Special Warfare Operator Chief Michael Welvaert, 38, said he hopes that the SEALs get a few recruits from the event here -- mostly out of his hometown pride. Welvaert grew up in Michigan, which despite having thousands of miles of coastline is woefully underrepresented in the SEALs.
He joined the Navy when he realized his civil engineering job was a dead end. After seeing SEALs training at boot camp and seeing a video they produced, he was hooked.
"I saw the video and said, 'I want to do THAT,' " he said. "There was nothing that was going to stop me."
That was a little more than 18 years ago. He was taught Spanish and went on five deployments in Central and South America. He even appeared in a Navy SEALs video. Now he helps teach SEALs the ropes, and wouldn't mind seeing a few more from his home state.
"Not a lot of people from Michigan try out for it," he said. "People just don't know. They see the movies -- there's nothing that glorifies us at all. I think it's the publicity; there's just not enough."
While he's here for the Fitness Challenge, he's going to go to a couple of high schools, including his own, Henry Ford II in Sterling Heights, to show the kids what SEAL training, and the pride of making it through, is like.
That training in a word: brutal. And the Fitness Challenge reflects that.
Lisa McDermott, a 27-year-old English teacher in Northville Public Schools by day and teacher of Krav Maga, the Israeli self-defense system, by night, has no illusions about the challenge.
"I find it very, very difficult," she said. "But the lead instructor at our school is doing very, very well."

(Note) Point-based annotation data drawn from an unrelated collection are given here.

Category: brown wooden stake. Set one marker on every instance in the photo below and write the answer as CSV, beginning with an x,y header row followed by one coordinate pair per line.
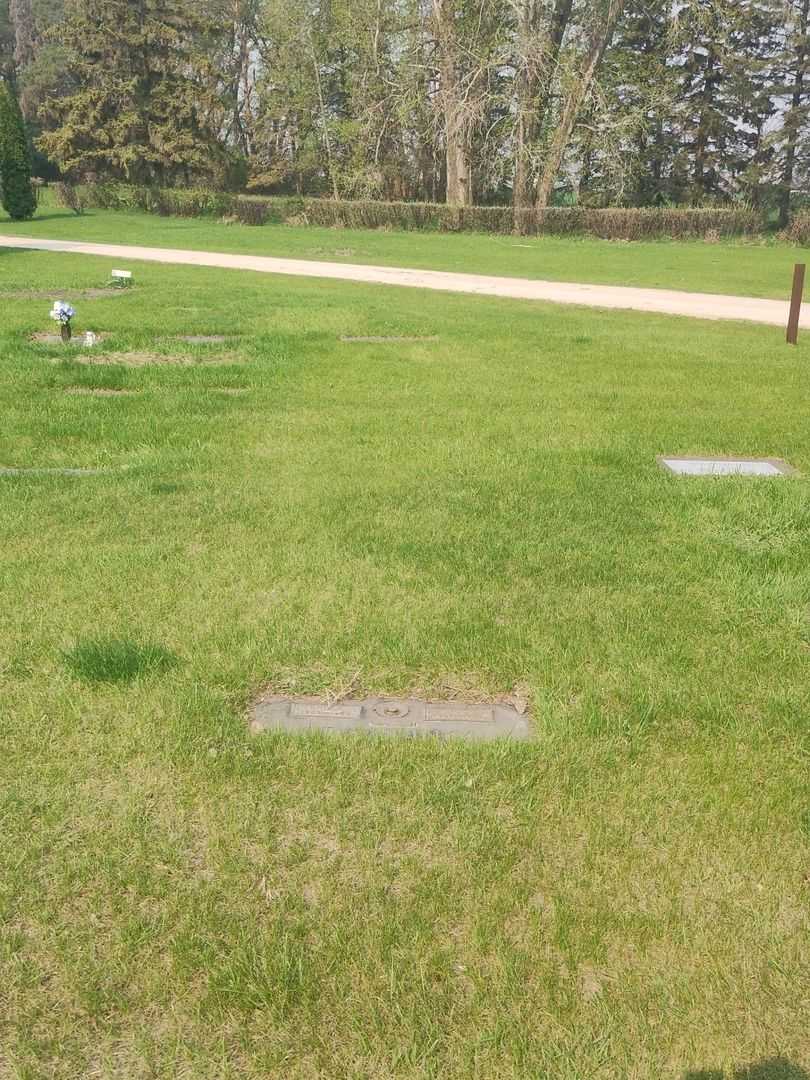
x,y
798,288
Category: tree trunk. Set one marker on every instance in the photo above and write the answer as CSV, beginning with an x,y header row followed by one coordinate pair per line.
x,y
574,104
701,140
794,118
456,129
532,91
22,19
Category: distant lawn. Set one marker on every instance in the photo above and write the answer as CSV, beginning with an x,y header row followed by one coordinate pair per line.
x,y
625,896
761,269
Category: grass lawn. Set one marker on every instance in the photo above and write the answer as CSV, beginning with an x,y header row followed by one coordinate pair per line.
x,y
628,895
761,269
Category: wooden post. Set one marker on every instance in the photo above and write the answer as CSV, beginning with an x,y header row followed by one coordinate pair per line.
x,y
798,288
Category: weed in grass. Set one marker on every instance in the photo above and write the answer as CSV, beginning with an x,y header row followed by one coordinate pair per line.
x,y
117,660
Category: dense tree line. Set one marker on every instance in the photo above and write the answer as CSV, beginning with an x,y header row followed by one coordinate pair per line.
x,y
602,102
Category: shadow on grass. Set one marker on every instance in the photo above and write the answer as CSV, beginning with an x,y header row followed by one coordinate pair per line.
x,y
117,660
773,1068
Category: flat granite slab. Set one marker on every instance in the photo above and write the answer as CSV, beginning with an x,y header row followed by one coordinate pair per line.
x,y
404,717
727,467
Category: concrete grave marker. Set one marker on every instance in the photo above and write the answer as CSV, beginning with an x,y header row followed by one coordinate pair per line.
x,y
405,717
375,339
726,467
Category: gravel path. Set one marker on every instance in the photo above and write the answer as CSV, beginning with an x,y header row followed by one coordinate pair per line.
x,y
661,300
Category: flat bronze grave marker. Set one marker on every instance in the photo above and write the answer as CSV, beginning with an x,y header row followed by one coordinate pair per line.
x,y
405,717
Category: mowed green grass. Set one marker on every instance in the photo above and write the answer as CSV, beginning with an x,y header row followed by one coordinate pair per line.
x,y
754,268
626,895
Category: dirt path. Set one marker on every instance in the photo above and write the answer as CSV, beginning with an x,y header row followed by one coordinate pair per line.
x,y
660,300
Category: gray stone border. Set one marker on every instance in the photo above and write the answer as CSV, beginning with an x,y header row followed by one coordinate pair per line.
x,y
403,717
55,472
375,339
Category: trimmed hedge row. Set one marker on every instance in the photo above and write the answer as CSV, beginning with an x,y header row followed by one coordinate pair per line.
x,y
556,221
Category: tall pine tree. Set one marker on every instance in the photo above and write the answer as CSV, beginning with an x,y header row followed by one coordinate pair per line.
x,y
146,106
18,199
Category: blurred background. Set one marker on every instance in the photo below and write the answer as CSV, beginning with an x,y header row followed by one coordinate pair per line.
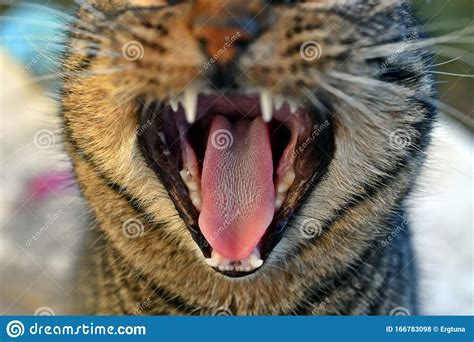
x,y
42,216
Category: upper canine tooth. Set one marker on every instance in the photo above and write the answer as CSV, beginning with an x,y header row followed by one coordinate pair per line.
x,y
189,101
279,101
174,103
266,105
255,261
293,106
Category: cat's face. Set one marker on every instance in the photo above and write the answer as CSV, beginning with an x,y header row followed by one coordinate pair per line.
x,y
250,131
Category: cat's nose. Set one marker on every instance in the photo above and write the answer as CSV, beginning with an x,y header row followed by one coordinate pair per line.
x,y
225,28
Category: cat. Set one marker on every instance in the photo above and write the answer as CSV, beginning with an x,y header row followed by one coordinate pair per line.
x,y
247,158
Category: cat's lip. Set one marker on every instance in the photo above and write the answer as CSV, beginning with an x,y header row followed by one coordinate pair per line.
x,y
175,149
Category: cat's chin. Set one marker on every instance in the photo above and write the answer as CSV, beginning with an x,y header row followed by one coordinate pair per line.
x,y
237,167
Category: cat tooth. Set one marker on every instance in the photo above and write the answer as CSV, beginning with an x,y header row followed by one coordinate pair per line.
x,y
286,182
174,103
266,105
278,102
190,99
255,261
196,200
211,262
293,106
279,201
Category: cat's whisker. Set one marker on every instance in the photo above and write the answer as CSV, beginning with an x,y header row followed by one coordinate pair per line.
x,y
453,74
385,50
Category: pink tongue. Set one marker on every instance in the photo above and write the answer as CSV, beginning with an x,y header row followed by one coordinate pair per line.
x,y
238,200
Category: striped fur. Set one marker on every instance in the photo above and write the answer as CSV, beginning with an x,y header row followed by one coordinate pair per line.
x,y
371,91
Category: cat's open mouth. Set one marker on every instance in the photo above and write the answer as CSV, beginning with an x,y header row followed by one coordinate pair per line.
x,y
236,166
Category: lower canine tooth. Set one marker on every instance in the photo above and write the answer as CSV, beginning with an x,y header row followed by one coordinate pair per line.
x,y
196,200
174,103
293,106
190,99
212,262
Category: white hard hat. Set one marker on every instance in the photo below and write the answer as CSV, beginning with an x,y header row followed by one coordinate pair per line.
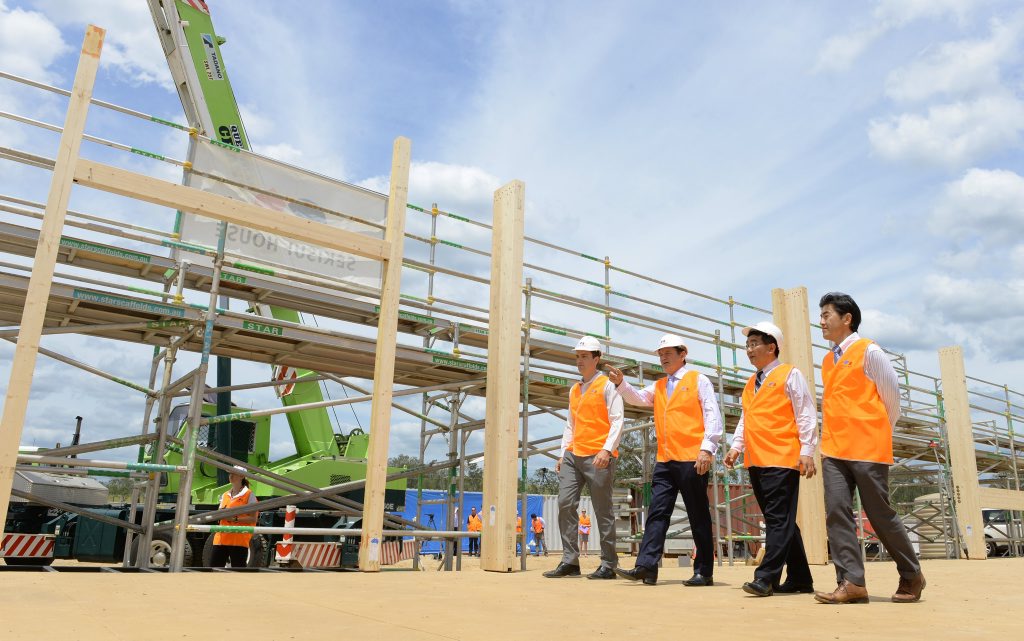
x,y
766,328
671,340
589,343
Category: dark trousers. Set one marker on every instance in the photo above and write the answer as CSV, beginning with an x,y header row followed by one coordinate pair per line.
x,y
238,555
777,490
672,478
871,481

The SEAL recruiters came to the Krav Maga school in Troy recently, and they often work out to the Navy SEAL training tapes, she said, so the instructors decided to give it a try as a group.
"The pull-ups are very difficult, and so is meeting the time requirements," McDermott said. "You think 500 yards in 10 minutes isn't such a big deal. But then you get in and start swimming it and realize it's very, very difficult. But even if you don't make it, it's still a lot of fun to try."
Each participant in the Fitness Challenge gets a white T-shirt. Those meeting SEAL entrance requirements get a brown shirt. And those meeting SEAL competitive standards -- what they'd expect of actual members -- get a blue shirt.
The requirements (see accompanying story) are almost identical to the entry tests given to people applying for the SEALs, Hecht said.
"The only difference between this and the real physical screening test is that you'd have to wear boots and camo pants," Hecht said. "We've decided to allow the American public to wear shorts and tennis shoes."